Remo instantly saw what he was pointing at. A stress fracture had appeared on one of the workout devices. Theirs were the only sets of eyes on the planet that would have seen the tiny crack. Long before it broke entirely, the scene changed. The actor sweating in the background of the shot suddenly had a brand-new Butt Blaster. It wasn't even the same color as the original.
"A great value at only $29.99!" screamed the raspy-voiced pitchman. "Plus $59.99 postage and handling," he said, suddenly speaking so low and quickly that the words were virtually indecipherable. His blond ponytail bobbed excitedly as he browbeat the studio and home audiences into purchasing his product.
"You want to know something, Chiun?" Remo said. "In spite of stuff like this, I'm glad we're home."
Remo meant it. They had spent a great deal of time traveling in the past few months. From Europe to South America to Asia and back to Europe. It had been a grueling, frenetic cycle. He wanted nothing more than to sit back and relax for a couple of weeks.
Chiun did not respond to Remo's comment. The half-hour-long exercise advertisement had come to an end. The Channel 8 Productions logo was followed by a burp of dead air before the too loud intro music of yet another infomercial began.
By this point, both their bowls were empty. Remo got to his feet, collecting their dirty dinner dishes. He was straightening up and turning to go when a familiar voice caught his attention.
"...what we can do," said the insipid voice on the TV.
"It would help if we could somehow know the future," came the reply.
"Keep dreaming," said the dull voice.
Bowls in hand, Remo turned back to the screen.

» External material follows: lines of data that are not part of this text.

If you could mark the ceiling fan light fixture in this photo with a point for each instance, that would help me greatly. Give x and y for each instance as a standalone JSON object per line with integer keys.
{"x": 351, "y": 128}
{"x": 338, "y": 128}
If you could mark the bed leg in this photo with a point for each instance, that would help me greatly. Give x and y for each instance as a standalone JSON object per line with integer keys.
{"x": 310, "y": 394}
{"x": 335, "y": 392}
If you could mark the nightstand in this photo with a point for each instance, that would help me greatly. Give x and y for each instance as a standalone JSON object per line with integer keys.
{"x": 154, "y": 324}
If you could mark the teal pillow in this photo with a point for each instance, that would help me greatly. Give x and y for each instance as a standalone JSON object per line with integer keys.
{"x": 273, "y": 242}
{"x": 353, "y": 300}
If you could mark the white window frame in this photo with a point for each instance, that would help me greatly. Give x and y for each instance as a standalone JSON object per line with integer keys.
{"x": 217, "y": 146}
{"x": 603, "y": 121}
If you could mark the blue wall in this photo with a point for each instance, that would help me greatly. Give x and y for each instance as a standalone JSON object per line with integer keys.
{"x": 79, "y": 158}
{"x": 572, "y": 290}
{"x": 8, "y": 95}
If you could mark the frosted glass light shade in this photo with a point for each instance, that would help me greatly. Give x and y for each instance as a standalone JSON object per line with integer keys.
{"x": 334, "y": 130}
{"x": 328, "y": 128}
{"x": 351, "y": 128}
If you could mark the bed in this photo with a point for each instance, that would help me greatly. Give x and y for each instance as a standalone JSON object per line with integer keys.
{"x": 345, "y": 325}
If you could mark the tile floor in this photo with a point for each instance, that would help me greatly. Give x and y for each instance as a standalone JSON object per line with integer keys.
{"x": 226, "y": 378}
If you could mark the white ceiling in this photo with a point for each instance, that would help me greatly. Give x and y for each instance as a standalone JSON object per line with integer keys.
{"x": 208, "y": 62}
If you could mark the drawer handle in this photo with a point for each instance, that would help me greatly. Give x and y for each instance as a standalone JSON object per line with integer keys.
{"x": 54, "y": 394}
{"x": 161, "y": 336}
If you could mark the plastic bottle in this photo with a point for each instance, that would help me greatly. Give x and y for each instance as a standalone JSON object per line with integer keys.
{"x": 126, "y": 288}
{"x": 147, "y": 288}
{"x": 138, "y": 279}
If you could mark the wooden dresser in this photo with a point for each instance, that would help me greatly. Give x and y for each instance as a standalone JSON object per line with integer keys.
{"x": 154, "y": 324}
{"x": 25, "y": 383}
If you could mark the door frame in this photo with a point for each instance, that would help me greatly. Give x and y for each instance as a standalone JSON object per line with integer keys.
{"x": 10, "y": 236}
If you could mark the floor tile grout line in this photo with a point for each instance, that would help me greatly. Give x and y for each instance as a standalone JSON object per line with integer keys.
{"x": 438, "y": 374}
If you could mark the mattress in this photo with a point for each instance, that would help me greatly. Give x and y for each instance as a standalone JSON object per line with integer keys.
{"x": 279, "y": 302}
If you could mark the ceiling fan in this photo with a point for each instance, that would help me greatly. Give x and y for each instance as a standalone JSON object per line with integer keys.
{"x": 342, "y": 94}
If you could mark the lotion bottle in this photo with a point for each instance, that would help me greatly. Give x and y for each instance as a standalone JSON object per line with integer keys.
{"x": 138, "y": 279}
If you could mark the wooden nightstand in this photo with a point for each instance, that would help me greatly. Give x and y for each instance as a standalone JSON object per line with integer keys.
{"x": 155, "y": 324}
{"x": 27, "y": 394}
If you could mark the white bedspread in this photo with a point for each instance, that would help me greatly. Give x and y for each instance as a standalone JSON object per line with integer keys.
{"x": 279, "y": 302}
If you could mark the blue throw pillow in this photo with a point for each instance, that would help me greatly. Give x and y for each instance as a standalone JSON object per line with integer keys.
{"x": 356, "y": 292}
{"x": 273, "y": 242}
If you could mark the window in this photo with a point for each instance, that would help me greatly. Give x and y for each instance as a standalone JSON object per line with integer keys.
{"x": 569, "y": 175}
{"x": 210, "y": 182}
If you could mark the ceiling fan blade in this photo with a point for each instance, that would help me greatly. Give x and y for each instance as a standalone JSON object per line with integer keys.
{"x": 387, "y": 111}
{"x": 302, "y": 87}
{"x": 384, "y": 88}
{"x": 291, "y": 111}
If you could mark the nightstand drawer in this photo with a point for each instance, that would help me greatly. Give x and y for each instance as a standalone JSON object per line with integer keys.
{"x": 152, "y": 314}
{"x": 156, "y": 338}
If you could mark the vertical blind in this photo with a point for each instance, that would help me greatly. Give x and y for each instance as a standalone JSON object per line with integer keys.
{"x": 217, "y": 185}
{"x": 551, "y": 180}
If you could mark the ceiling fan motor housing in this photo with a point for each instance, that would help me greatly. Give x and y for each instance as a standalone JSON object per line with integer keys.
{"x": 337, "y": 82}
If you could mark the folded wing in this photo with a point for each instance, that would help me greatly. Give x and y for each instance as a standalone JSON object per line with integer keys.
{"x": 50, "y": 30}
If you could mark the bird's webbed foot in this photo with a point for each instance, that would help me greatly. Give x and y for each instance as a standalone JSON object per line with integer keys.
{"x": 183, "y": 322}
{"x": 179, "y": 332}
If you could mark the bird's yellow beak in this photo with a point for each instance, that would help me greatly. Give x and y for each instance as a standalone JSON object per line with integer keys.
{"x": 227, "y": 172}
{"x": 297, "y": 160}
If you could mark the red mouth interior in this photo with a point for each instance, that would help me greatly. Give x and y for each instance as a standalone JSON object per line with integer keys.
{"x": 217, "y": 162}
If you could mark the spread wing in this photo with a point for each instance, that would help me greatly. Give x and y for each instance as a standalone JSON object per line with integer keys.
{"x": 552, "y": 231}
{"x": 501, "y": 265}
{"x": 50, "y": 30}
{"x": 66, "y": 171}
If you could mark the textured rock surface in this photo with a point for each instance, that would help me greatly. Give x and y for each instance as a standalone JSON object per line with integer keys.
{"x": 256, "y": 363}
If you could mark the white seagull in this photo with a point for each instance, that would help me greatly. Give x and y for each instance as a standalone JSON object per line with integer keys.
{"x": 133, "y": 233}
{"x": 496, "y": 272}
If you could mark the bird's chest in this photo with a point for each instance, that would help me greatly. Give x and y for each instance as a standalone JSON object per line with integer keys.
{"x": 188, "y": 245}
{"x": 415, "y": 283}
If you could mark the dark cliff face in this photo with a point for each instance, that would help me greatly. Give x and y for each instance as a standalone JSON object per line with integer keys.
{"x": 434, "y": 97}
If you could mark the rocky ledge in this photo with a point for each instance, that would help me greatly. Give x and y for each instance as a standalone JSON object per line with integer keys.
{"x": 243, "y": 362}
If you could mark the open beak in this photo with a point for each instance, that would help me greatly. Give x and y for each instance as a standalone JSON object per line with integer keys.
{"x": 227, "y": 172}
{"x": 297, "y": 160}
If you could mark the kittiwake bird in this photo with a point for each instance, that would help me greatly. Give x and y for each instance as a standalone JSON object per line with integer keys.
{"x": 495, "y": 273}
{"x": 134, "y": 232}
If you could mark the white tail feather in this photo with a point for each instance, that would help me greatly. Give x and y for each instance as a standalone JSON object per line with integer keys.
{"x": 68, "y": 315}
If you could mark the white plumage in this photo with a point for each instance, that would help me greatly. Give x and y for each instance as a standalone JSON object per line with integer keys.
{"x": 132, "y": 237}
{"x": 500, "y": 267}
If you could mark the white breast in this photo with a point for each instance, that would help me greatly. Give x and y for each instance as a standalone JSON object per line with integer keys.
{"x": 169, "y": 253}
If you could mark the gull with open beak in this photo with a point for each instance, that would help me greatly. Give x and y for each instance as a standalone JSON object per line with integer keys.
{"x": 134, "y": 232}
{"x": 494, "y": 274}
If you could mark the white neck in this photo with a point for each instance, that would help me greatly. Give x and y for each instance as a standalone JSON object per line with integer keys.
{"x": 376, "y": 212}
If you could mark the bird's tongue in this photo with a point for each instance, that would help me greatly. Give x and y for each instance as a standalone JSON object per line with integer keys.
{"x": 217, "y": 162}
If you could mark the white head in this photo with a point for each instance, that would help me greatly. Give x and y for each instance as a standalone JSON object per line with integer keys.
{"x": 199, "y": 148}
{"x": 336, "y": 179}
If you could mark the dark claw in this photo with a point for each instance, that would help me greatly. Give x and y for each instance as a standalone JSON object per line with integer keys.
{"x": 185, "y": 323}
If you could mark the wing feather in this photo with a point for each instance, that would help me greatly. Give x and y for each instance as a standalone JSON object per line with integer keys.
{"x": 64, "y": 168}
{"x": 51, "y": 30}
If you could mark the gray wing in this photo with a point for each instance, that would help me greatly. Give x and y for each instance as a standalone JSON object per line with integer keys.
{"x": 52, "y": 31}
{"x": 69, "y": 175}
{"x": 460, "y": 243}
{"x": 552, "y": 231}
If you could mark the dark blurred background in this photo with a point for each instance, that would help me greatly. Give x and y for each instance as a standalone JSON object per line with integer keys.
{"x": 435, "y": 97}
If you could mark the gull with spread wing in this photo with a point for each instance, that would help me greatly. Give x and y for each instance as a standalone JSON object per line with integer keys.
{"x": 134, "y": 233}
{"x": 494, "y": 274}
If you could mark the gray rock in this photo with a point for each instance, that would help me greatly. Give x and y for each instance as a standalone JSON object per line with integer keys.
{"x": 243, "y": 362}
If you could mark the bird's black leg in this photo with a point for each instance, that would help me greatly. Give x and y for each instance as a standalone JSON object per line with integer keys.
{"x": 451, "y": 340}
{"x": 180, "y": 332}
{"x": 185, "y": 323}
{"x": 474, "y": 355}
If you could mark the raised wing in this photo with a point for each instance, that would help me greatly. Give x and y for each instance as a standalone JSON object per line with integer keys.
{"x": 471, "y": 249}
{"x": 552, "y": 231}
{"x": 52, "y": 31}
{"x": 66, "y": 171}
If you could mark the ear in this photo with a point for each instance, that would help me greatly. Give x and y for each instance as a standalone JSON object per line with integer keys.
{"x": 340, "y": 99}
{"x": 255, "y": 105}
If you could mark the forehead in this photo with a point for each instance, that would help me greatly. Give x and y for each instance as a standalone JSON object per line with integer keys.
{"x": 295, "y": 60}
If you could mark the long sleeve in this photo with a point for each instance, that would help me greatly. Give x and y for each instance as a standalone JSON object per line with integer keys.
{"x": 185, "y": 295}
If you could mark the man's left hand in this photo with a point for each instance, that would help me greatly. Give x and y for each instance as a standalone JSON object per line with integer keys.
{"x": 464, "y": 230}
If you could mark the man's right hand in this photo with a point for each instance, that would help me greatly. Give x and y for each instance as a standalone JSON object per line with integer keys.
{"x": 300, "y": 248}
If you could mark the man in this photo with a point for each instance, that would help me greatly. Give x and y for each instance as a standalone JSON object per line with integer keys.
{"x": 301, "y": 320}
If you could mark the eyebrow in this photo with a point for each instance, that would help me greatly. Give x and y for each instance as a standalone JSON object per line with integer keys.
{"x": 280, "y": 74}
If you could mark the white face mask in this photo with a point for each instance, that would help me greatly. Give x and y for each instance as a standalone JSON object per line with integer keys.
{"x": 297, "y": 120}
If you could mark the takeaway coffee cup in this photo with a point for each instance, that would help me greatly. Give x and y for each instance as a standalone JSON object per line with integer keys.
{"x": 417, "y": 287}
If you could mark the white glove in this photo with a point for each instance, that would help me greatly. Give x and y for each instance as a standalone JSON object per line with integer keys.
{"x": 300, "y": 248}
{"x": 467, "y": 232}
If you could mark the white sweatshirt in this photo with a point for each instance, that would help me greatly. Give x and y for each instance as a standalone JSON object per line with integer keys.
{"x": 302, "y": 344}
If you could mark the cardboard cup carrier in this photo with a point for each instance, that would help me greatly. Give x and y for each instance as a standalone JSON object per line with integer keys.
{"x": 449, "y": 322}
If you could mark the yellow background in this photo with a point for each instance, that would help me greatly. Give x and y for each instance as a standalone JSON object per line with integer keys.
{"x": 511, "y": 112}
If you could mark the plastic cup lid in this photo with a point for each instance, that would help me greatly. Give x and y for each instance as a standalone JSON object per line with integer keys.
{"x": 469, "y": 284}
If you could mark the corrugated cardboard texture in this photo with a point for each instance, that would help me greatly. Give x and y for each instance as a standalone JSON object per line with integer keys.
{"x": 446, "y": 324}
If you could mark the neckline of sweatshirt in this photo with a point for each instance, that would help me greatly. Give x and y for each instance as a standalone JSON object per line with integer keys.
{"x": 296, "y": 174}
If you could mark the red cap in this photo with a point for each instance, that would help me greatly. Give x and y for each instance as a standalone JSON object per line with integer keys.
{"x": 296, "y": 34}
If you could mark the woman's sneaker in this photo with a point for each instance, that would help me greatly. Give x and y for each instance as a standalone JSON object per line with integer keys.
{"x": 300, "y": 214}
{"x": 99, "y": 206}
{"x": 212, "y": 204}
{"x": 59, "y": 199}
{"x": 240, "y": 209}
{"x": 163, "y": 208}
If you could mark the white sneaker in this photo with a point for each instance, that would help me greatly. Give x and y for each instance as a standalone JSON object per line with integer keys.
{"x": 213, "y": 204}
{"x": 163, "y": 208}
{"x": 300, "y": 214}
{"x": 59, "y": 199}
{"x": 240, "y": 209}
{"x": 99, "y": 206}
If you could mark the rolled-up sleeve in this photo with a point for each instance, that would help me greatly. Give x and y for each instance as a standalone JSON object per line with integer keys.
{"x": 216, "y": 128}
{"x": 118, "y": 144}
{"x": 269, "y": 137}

The face was as he remembered it. Dull, gray. Giant black bushy eyebrows, more appropriate to a Muppet than to a politician, hung over beady, porcine eyes.
Remo scrunched up his face. "Isn't that Mike Princippi?" he asked uncertainly.
"Hush," Chiun instructed.
"I've always had trouble with the future," the TV Mike Princippi was saying.
"Knowing the future would not only help in politics, but in all walks of life," his television companion opined.
"No way," Remo said, sinking back to the floor. A light had begun to dawn. "This can't be what I think it is."
"The future is hard to predict," Princippi said. He was obviously reading from cue cards. "If I knew how, I'd be President right now." Even though he laughed along with the other men on the set, his eyes were sick.
"Dammit, I was right!" Remo enthused. "It's a psychic-hotline infomercial. I'll be goddamned if Mike 'the Prince' Princippi isn't on TV hawking some crackpot fortune-teller's 900 number." He positively bubbled with excitement.